Back in the turbulent South, Wyatt Outlaw, a town commissioner in Graham, North Carolina, was lynched by the Ku Klux Klan on February 26, 1870. Outlaw, who was the president of the Alamance County Union League of America (an anti Ku Klux Klan group), helped to establish the Republican party in North Carolina and advocated establishing a school for African Americans. The Klan hanged him from an oak tree near the Alamance County Courthouse. Dozens of Klansmen were arrested for the murders of Outlaw and other African Americans in Alamance and Caswell Counties. Many of the arrested men confessed, but, despite protests by Governor William W. Holden, a federal judge in Salisbury ordered them released.

 

Elizabethtown, New MexicoLater the same year, on the raw frontier of the West, gunfighter Clay Allison sat brooding about a locally convicted murder by the name of Charles Kennedy. While drinking in an Elizabethtown, New Mexico saloon on October 7th, he soon stirred up sentiment against Kennedy. In no time, he led a lynch mob across the street to the jail, where they dragged Kennedy screaming from his cell. He was then taken to a local slaughterhouse where he was hanged and his body was mutilated with huge knives used for butchering cattle. Allison cut the body down, and using an ax, chopped Kennedy's head off and jammed it onto a pole. Allison then rode his horse all the way to Cimarron where he put the head on display on the bar of Henry Lambert's saloon. Later, someone stuck it on the corral fence at the St. James Hotel where it remained for months and eventually mummified.

 

During this time, former slaves and free black men continued to be executed such as ten black men on October 19, 1870 in Clinton, South Carolina. In November four black men were lynched in Coosa County, Alabama; four were lynched in Noxubee County, Mississippi, and a federal revenue agent was hanged in White County, Georgia.

 

Lynchings continued in earnest in the South and the Old West over the next couple of years. In 1873, Klansman laid siege to the small town of Colfax, Louisiana, which was defended by black veterans of the Union army.  On Easter Sunday, April 13, armed with a small cannon, the whites overpowered the defenders and slaughtered 50 blacks and two whites after they had surrendered under a white flag.

 

Wild Bill Hickok

James Butler "Wild Bill" Hickok, State

Historical Society of Wisconsin

While hangings were taking place all over the South and the Wild West, one of the most famous was that of Jack "Broken Nose" McCall on March 1, 1877. Having gone to Deadwood, South Dakota in 1876, using the name of Bill Sutherland, he sat in on a poker game with Wild Bill Hickok. Losing all his money, Wild Bill generously gave him back enough to buy breakfast, but advised him not to play again until he could cover his losses. Humiliated, McCall shot Hickok in the back of the head the very next day. He left Deadwood after killing Hickok, but was later arrested in Laramie, Wyoming, brought back to Yankton and put on trial for Hickok's death. Found guilty, he was sentenced to hang. On March 1, 1877, he stood trembling on the scaffold, begging for someone to save him. He was buried in Yankton in an unmarked grave with the rope still around his neck.

 

James Miller, a 23-year-old man described as a "mulatto," was the first man to be sent to the gallows after Colorado  achieved statehood in 1876. Miller, a former soldier, was convicted of shooting and killing a man who had earlier forced him, at gunpoint, to leave a dance hall reserved for whites. When Miller was hanged in West Las Animas on February 2, 1877 the trap door would at first not open.

 

When it eventually fell, the trap door detached and came to rest on the ground. Miller dropped, but the hanging rope was too long, and Miller’s feet came to rest on the trap door below. The trap door was then removed, so that Miller could swing freely. He then strangled for 25 minutes before expiring. The local sheriff, reportedly distraught over the botched execution, resigned and left town.

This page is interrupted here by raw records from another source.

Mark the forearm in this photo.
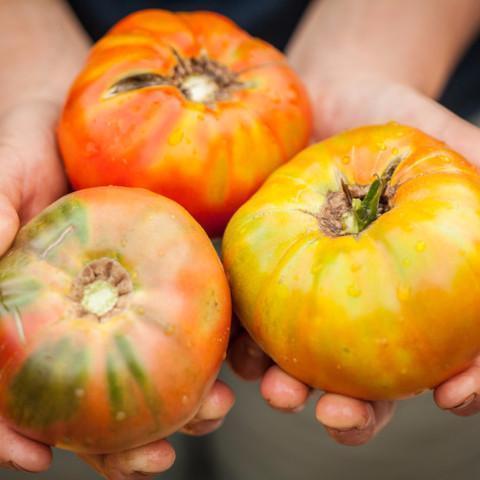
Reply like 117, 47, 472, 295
0, 0, 90, 112
288, 0, 480, 98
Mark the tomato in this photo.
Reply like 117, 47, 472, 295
222, 123, 480, 400
0, 187, 230, 453
57, 10, 312, 237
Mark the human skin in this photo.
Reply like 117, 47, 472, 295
0, 1, 234, 478
2, 0, 480, 475
229, 0, 480, 447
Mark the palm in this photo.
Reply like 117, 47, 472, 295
0, 99, 67, 471
0, 100, 67, 252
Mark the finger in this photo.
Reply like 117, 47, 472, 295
180, 419, 224, 436
315, 394, 395, 446
0, 101, 67, 223
228, 331, 272, 381
0, 193, 19, 255
82, 439, 176, 480
0, 419, 52, 472
260, 365, 310, 412
310, 77, 480, 167
180, 380, 235, 436
434, 356, 480, 416
192, 380, 235, 422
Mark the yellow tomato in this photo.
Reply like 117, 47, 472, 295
223, 123, 480, 400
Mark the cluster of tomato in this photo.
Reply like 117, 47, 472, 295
1, 9, 480, 455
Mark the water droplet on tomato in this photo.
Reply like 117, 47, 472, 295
168, 129, 184, 146
182, 394, 189, 405
396, 285, 410, 301
378, 143, 387, 151
75, 388, 85, 398
347, 284, 361, 297
336, 364, 342, 370
392, 147, 400, 155
286, 89, 298, 102
292, 357, 298, 364
341, 155, 351, 165
163, 323, 175, 335
85, 142, 98, 155
116, 411, 126, 421
415, 241, 426, 252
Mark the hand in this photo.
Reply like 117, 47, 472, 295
229, 0, 480, 446
229, 328, 395, 447
0, 99, 67, 472
79, 380, 234, 480
0, 100, 235, 477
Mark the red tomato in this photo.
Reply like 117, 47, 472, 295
223, 123, 480, 400
58, 10, 312, 236
0, 187, 230, 453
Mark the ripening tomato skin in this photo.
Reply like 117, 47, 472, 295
223, 123, 480, 401
57, 10, 312, 237
0, 187, 230, 453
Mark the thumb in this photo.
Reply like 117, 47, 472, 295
0, 193, 19, 256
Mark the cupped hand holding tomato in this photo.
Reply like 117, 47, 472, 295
0, 4, 235, 478
229, 0, 480, 446
0, 99, 236, 480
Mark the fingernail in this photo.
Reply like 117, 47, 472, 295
1, 461, 35, 473
450, 393, 477, 411
329, 407, 374, 433
292, 404, 306, 413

Back in the East, in what has become known as "Pennsylvania's Day With the Rope," eleven "Molly Maguire" coal miners were hanged by the state for murder and conspiracy. Their real crime was attempting to organize the mine workers. On June 21, 1877, all of them were hanged for their "obstinacy."

The “ethnic cleansing” of Chinese from the American West was another dark chapter in our nation's history. Writes John Higham in Strangers in the Land, “No variety of anti-European sentiment has ever approached the violent extremes to which anti-Chinese agitation went in the 1870s and 1880s.” Many of the estimated 200 American lynchings victimizing people of Asian descent occurred during this time.

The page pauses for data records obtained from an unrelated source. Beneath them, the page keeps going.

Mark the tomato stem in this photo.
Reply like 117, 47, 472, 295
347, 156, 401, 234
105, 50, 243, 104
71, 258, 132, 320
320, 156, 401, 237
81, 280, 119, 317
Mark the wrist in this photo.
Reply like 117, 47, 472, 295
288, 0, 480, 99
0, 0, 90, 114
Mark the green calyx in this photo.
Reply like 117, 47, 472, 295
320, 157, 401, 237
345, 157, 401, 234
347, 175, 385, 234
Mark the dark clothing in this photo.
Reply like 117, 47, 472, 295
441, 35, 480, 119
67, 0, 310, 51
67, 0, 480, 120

In 1880, many Chinese lived in Hop Alley, Denver, Colorado's Chinatown. In October of that year an anti-Chinese riot resulted in the lynching of a Chinese man and the injuring of many others. A mob of approximately 3000 people had gathered in Hop Alley, consisting of “illegal voters, Irishmen and some Negroes.” Only 8 Policemen were on duty at the outbreak of the riot. Firemen, brought in to disperse the crowd, hosed them with water but this only made them angrier. The mob began to destroy Chinese businesses, loot their homes, and injure many of them. According to the Rocky Mountain News, the Chinese quarter was “gutted as completely as though a cyclone had come in one door and passed out the rear. There was nothing left...whole.”

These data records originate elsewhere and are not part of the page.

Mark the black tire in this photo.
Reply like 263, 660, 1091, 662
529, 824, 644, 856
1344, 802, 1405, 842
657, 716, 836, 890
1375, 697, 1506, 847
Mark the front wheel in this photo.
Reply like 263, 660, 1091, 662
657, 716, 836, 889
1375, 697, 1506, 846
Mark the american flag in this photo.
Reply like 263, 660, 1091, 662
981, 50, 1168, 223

It is difficult to identify the youngest person legally executed in American history, but records indicate that a ten-year-old Cherokee Indian boy was hanged for murder in 1885.

On October 28, 1889, Katsu Goto was a merchant, interpreter and lynching victim. He spoke fluent English and was a contract laborer who took over a store in Hanokaa, Hawaii, a plantation village. His customers not only were Japanese, as he was, but also Hawaiian and Haole (white). White plantation owners disliked him, and his popularity with the community created competition with shopkeepers loyal to the white Protestant overseers.

Nine days before he was lynched, on October 19th, a fire broke out at the nearby Overend Camp and Goto and seven other workers were accused of arson. Though he never had a trial, Goto was ambushed and killed by four men. His body was found swinging from a telephone pole the next day. After a lengthy investigation, the perpetrators were arrested, tried, and sentenced to O'ahu Prison.

After a black rape suspect was forcibly taken from a county jail and lynched in front of a crowd of 9,000 people in Ohio, The Cleveland Leader published this editorial on June 19, 1897 that echoed the sentiments of many of the American people.

“The people of Ohio have seen murderers tried and convicted of murder in the 1st degree two or three times over and finally set free. They have known many desperate and dangerous criminals to be sent to the penitentiary for long terms and released soon enough to make the whole costly process of the courts seem little better than a farce . . . That is the real reason why, once in a while, the passion and indignation of the masses break through all restraints and some particularly wicked crime is avenged . . . ”

In 1891, a number of Italian Americans were accused and arrested for the murder of the local police chief. At the news of the not guilty verdict, hysteria took hold of a crowd of several thousand citizens, who stormed the jail where the former suspects were held. On March 14, 1891, eleven Italian Americans were dragged into the streets, beaten and hanged. “Public opinion around America generally endorsed the action of the mob, applauding the citizens’ efforts to stop the mafia. As a result, President Benjamin Harrison was the first resident to request a federal law against lynching later that year. The incident in New Orleans and the recurring violence against African-Americans was becoming an international human rights embarrassment.